Following Presiding Bishop Michael Curry’s January 2018 visit to the Virgin Islands, Episcopal Relief & Development stepped up and along with the Diocese of Alabama initiated a small grants program.

It’s a blessing that St. Mary’s conch shell-shaped baptismal font survived the storm, said Vanessa Rymer, senior warden. Photo: Lynette Wilson/Episcopal News Service

St. Mary’s is using funds from a mini-grant program to create “Lunch for a Bunch,” a program to feed the island’s senior citizens.

“You don’t have to be Anglican or Episcopalian, you just have to be a human in need,” said Reovan.

“We have parishioners – we are a proud set of people, proud and independent – people who don’t have a meal and they won’t ask, and you’ll see them out and buying food and they can’t afford it.”

St.
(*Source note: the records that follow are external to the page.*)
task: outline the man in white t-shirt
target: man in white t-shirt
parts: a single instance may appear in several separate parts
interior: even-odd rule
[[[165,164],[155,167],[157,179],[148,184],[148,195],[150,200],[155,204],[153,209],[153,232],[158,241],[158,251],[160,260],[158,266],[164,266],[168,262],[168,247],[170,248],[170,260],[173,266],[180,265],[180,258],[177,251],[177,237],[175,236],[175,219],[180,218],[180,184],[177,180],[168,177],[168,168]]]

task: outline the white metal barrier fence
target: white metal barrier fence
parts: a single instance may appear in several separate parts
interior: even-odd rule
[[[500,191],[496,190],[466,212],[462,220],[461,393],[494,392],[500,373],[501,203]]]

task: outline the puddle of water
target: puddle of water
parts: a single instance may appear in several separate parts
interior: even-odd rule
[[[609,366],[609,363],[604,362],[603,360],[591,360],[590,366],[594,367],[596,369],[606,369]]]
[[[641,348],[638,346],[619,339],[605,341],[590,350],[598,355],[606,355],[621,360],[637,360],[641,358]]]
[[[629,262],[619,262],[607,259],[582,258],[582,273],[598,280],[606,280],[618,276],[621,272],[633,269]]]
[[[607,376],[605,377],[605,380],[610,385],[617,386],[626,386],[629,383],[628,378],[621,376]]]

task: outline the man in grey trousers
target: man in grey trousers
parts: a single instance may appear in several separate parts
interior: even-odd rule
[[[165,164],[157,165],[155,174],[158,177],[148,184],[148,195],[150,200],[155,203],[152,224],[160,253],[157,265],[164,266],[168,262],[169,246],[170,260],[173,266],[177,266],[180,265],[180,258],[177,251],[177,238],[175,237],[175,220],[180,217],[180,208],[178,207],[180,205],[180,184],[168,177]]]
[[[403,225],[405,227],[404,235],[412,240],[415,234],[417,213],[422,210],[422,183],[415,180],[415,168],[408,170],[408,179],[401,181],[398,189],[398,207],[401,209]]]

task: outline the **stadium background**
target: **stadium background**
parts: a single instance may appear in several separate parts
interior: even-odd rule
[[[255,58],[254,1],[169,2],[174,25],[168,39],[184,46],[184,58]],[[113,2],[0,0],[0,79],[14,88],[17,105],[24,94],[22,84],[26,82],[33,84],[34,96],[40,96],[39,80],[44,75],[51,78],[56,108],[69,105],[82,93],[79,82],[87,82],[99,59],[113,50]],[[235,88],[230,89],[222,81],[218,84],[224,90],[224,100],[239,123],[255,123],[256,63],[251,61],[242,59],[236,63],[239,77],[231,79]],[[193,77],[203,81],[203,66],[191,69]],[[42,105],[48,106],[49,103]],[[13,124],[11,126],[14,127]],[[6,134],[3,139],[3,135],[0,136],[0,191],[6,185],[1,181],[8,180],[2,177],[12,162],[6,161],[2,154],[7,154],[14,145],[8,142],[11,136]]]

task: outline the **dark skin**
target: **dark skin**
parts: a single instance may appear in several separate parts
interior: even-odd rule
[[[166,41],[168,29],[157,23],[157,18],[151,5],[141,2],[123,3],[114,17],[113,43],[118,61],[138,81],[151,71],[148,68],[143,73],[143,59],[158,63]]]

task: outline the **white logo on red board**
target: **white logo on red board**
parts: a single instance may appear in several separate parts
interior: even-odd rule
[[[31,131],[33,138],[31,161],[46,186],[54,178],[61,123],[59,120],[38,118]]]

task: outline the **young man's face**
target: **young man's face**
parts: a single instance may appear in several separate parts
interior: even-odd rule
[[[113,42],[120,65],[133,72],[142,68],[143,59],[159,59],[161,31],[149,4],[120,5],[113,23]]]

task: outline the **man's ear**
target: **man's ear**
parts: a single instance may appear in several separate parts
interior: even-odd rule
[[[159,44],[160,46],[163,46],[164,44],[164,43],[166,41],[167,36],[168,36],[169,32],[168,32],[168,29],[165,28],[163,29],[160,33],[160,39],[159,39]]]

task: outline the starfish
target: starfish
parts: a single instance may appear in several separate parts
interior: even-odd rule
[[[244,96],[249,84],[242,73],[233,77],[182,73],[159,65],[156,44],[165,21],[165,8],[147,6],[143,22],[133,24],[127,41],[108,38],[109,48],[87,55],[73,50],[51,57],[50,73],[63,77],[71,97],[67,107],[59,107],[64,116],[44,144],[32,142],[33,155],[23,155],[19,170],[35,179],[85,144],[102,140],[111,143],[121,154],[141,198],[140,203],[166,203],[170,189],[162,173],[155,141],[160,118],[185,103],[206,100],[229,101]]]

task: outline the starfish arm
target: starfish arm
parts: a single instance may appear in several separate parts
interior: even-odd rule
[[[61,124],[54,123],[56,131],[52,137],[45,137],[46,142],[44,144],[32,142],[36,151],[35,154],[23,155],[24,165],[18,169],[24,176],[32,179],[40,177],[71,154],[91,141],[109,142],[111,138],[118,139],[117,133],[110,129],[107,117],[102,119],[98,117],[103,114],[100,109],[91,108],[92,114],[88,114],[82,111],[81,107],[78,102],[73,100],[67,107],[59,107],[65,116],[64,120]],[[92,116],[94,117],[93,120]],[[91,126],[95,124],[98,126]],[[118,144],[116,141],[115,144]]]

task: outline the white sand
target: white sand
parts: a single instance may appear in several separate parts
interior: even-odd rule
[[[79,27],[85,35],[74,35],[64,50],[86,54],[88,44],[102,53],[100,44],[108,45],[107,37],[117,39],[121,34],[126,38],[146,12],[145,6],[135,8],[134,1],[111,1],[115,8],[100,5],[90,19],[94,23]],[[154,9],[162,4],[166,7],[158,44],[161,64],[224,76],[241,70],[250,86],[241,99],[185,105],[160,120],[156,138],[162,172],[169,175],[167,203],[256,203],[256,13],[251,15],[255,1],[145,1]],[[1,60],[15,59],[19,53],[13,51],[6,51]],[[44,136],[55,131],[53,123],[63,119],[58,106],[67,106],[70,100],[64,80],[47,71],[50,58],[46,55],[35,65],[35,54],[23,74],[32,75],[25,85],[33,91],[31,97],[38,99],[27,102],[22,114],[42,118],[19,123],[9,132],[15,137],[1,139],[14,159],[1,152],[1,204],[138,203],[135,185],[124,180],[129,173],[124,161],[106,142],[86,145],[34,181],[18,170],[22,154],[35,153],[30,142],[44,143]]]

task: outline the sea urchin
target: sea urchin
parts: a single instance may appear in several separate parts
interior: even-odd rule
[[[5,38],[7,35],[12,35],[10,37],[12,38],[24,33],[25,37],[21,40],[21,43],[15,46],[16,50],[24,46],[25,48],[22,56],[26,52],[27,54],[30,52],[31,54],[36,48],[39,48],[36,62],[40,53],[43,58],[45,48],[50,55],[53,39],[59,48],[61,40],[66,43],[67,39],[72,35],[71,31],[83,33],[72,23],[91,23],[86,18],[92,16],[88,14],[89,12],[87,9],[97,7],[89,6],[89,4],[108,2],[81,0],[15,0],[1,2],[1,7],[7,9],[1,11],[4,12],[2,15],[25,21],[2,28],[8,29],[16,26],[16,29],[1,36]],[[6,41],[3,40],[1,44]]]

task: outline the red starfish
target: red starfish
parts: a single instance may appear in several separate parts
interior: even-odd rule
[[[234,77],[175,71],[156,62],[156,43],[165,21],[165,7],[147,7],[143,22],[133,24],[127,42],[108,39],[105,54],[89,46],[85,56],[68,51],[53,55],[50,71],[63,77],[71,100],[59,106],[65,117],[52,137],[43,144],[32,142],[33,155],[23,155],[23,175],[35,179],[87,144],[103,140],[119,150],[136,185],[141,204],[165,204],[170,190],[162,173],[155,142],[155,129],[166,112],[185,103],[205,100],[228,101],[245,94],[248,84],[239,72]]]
Mary’s hasn’t had a regular full-time priest for eight years. A priest working a six-month stint has been the norm, which has affected church membership and growth, a situation exacerbated by the storms.

Under the leadership of the Rev. Eriminie George, a supply priest who travels from Tortola to Virgin Gorda on Sundays and some Wednesdays, the church continues to serve the community.

Still, George doesn’t feel like she’s doing enough.

“As clergy we’re not doing enough. I should be looking out for the people’s needs. We are part of the Episcopal Church. There are people who’ve been giving their pittance to the church, and we’ve come to that point where we need to meet their needs,” said George. “There are seniors who worked so hard and built their homes. … Where is the church now to pick up the shreds? We need to meet the needs of the individuals first and foremost.”

— Lynette Wilson is a reporter and managing editor of Episcopal News Service.